Husseinfadhel commented 1 year ago

you need to install fastBPE with g++ compiler: https://github.com/glample/fastBPE.git probably fastBPE doesn't work on windows.

tushar20121907 commented 1 year ago

@Husseinfadhel does fastBPE work with WSL ???

bmazeraski commented 1 year ago

fastBPE works fine under WSL/Ubuntu, but additional dependencies are either missing or need to be generated using other scripts. For example, data/BC5CDR/relis-bin doesn't exist in the repo and I'm not sure how to create it. It would be nice if the authors would provide instructions for building everything that's needed in order to successfully run the examples.

bmazeraski commented 1 year ago

I'm running Pycharm on Windows 10 using a conda environment configured under WSL/Ubuntu and this example from the BioGPT github page works fine for me. I haven't been able to run the second example though.

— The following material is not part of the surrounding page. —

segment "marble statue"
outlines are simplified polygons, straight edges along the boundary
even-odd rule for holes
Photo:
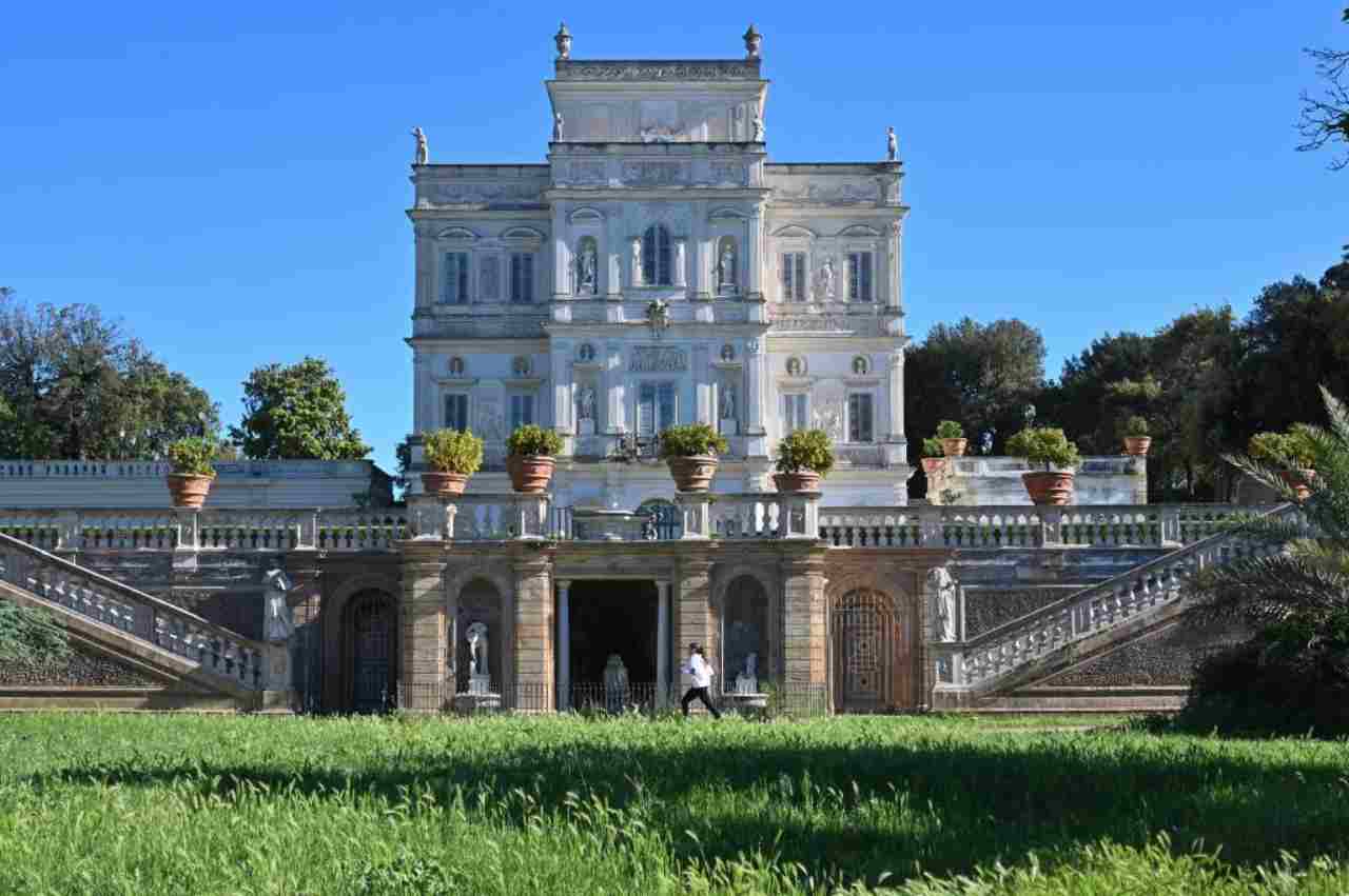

import torch from fairseq.models.transformer_lm import TransformerLanguageModel m = TransformerLanguageModel.from_pretrained( "checkpoints/Pre-trained-BioGPT", "checkpoint.pt", "data", tokenizer='moses', bpe='fastbpe', bpe_codes="data/bpecodes", min_len=100, max_len_b=1024) m.cuda() src_tokens = m.encode("COVID-19 is") generate = m.generate([src_tokens], beam=5)[0] output = m.decode(generate[0]["tokens"]) print(output)

panamantis commented 1 year ago

It looks like the relis-bin is the raw training data and may need to be regenerated via preprocess.sh which rebuilds the source data files from train/test/validate. I'm stuck on the FASTBPE/fast requirement (linux only I believe)

bmazeraski commented 1 year ago

Yes... it appears that fastBPE needs to run under Linux. My attempts to build it under Windows were not successful. My workaround was to install the Windows Subsystem for Linux (WSL) on my Windows 10 box and then create a BioGPT virtual environment on WSL/Ubuntu. All of the BioGPT dependencies are installed in that environment. I develop all of my python code on Windows, but run the code under WSL/Ubuntu by simply setting the virtual environment as my active python interpreter.